The projects will see a rundown, sparsely occupied industrial area in the docklands east of downtown transformed and primed for lucrative waterfront developments. The agencies hope to have the EA completed by this fall, and passed by next year.
This redevelopment around the Don River mouth is just one part of the massive revitalization of the city’s waterfront, but from an engineering point of view it is one of the most intriguing. It involves than just a brownfield clean-up: the plans are to actually construct a new river valley through the industrial lands.
Currently the Don River flows into Lake Ontario via a man-made “straitjacket” of concrete dockwalls out through the Keating Channel just south of Lakeshore Boulevard and the Gardiner Expressway. The revitalization plans, which have been over 20 years in the making, will see the river diverted through a new greenway 200 metres wide. Not only will this 30 hectare green space provide parks, wetlands and new aquatic habit, but it will also function as an important flood relief system, protecting residential lands to the east. The plans were recently simplified to speed the project along, and as it stands now the river valley will wind south from the Keating Channel then turn west through the middle of the industrial lands to release into the lake. Another branch of the greenway/floodway goes directly south, providing an outlet into the Ship Cannel. According to material handed out at the meeting, the new river mouth “must convey up to 1,700 m3/s of flood water into Lake Ontario.
The public attending the meeting were assured that the project is being designed to cope with a much bigger flooding event than had happened two weeks before when Toronto saw 100 mm of rain fall on July 8. During that storm the Don Valley Parkway — one of the biggest arteries in the city that runs beside the Don River — was one of the worst flooded areas, prompting people at the meeting to question whether that upstream flooding situation had been made worse by the new land berms that have already been constructed as part of other waterfront developments.
Staff from the TRCA assured the attendees that in order to win approval their designs have to ensure they will not worsen any flooding situation. They pointed out that the Don Valley Parkway (constructed in the 1960s) had been knowingly built in a floodplain, and that “the Don River will continue to flood. This scheme won’t make it worse or better…. there’s not much we can do.”
Apparently at least one developer is anxious to start work on developing sites, although there is no government funding in place yet. Everything hinges on the environmental assessment being approved.
There are numerous other elements to the plans, including the raising of several new bridges (for example, one over the Keating Channel at Cherry Street) as well as light rapid transit south along Cherry Street, and eventually another LRT line east-west along Commissioners Street. The two precincts to be developed first — Cousins and Polson Quay — have to be raised by 1 to 2 metres at grade, and there are other new landforms on the First Gulf Site (former Lever Brothers site), and the raising of “valley walls” along the east side of the new greenway where it runs alongside a road.
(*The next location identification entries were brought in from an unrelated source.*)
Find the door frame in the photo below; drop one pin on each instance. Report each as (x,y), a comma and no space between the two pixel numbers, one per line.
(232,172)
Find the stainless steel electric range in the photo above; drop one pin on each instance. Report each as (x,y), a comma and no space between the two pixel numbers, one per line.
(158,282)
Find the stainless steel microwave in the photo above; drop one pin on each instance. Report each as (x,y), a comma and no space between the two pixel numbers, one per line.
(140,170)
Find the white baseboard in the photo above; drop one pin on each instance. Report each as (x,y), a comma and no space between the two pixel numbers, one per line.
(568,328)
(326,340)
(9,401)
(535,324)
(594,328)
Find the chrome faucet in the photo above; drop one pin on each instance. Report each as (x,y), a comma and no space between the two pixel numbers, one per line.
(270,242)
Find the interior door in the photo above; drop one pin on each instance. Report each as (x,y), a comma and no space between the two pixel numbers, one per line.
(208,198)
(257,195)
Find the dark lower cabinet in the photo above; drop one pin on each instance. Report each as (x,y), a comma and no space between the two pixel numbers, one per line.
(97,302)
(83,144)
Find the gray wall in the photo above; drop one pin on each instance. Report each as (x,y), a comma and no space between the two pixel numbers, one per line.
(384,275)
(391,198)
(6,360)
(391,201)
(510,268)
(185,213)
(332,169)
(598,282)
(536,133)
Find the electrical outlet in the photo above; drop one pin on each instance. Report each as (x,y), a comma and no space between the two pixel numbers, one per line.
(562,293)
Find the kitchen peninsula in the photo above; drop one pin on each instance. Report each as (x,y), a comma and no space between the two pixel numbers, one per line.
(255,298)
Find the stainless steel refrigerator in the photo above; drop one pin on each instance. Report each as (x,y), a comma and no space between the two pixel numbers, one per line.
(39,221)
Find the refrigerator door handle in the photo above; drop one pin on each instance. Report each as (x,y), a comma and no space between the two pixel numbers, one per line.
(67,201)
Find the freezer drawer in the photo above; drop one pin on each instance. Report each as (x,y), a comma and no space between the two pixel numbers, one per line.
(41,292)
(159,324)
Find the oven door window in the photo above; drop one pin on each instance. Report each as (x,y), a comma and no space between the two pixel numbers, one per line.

One suggestion during the public meeting was that the plans should include measures to protect wildlife from wandering onto the road — a point that was readily accepted by the design team. Any contaminated soils along the waterfront can be treated on site, so it’s anticipated that the excavations will produce the material for the new landforms.
Several consultants are working with Waterfront Toronto and TRCA on the plans for this area. They include AECOM, Michael Van Valkenburgh Associates, MMM, Senses, Baird and Limnotech.